I am fine tuning Mistral7b model. I am getting long automated text generation using the fine tuned model. I have kept the eos_token=True. Can someone please tell me how to add a word limit to the responses?
I tried adding the max_length and truncation. It is still producing long text on it's own. I am expecting to get one response for one user query. However the model produces it's own follow-up user question and answers it on it's own. How do I keep the response short? Is it something related to loading tokenizers in a correct way?

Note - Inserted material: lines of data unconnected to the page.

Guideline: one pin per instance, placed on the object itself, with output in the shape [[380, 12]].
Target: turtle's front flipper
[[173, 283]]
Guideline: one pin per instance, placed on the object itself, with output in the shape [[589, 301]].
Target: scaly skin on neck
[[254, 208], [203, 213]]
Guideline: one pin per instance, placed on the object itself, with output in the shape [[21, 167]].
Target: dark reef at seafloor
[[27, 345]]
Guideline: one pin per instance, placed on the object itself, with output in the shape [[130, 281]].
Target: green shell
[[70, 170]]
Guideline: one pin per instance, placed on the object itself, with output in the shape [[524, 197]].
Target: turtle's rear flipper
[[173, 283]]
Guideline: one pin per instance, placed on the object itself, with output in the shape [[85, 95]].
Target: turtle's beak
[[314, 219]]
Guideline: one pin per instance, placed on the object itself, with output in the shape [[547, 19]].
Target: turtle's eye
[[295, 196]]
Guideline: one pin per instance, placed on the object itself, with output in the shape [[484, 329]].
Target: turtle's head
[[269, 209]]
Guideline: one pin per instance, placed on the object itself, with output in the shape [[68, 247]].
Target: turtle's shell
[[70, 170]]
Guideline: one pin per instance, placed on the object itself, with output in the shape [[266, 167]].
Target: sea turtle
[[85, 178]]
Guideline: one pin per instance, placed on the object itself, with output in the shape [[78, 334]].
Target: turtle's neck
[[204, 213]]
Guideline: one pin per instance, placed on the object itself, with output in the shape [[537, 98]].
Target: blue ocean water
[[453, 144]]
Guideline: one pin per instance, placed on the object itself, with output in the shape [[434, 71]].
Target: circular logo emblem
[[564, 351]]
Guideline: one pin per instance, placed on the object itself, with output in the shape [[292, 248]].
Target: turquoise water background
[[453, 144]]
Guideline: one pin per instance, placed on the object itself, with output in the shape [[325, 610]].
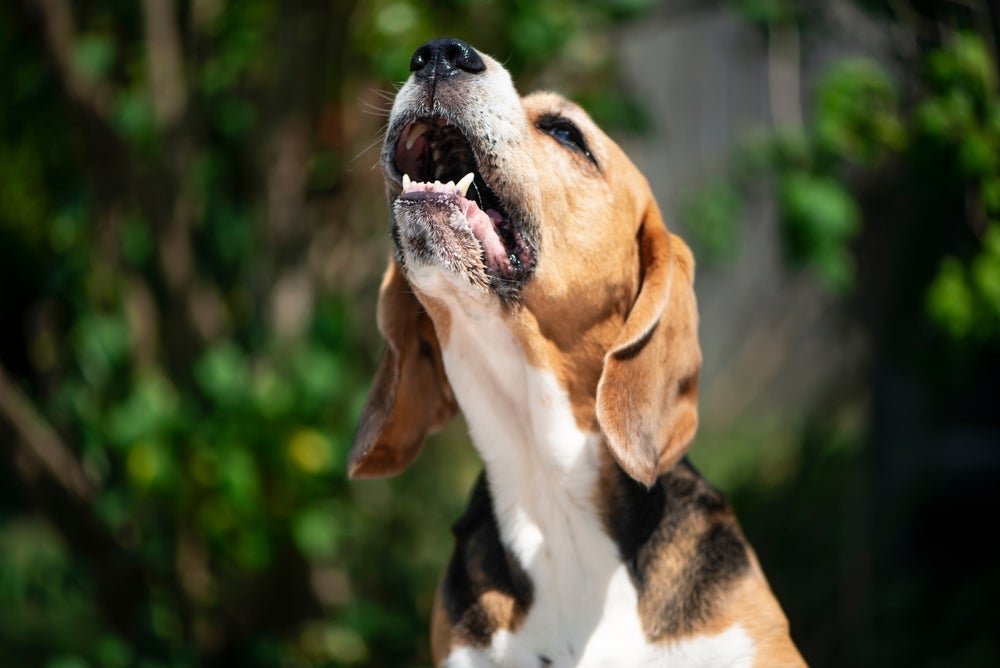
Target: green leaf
[[950, 302], [316, 533], [93, 56], [222, 374], [818, 213]]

base_model = "mistralai/Mistral-7B-v0.1"
bnb_config = BitsAndBytesConfig(
load_in_4bit= True,
bnb_4bit_quant_type= "nf4",
bnb_4bit_compute_dtype= torch.bfloat16,
bnb_4bit_use_double_quant= False,
)
model = AutoModelForCausalLM.from_pretrained(
base_model,
load_in_4bit=True,
quantization_config=bnb_config,
torch_dtype=torch.bfloat16,
device_map="auto",
trust_remote_code=True,
)
model.config.use_cache = False
model.config.pretraining_tp = 1
model.gradient_checkpointing_enable()
# Load tokenizer
tokenizer=AutoTokenizer.from_pretrained(base_model,trust_remote_code=True)
tokenizer.padding_side = 'right'
tokenizer.pad_token = tokenizer.unk_token
tokenizer.add_eos_token = True
tokenizer.max_length = 200
tokenizer.truncation = True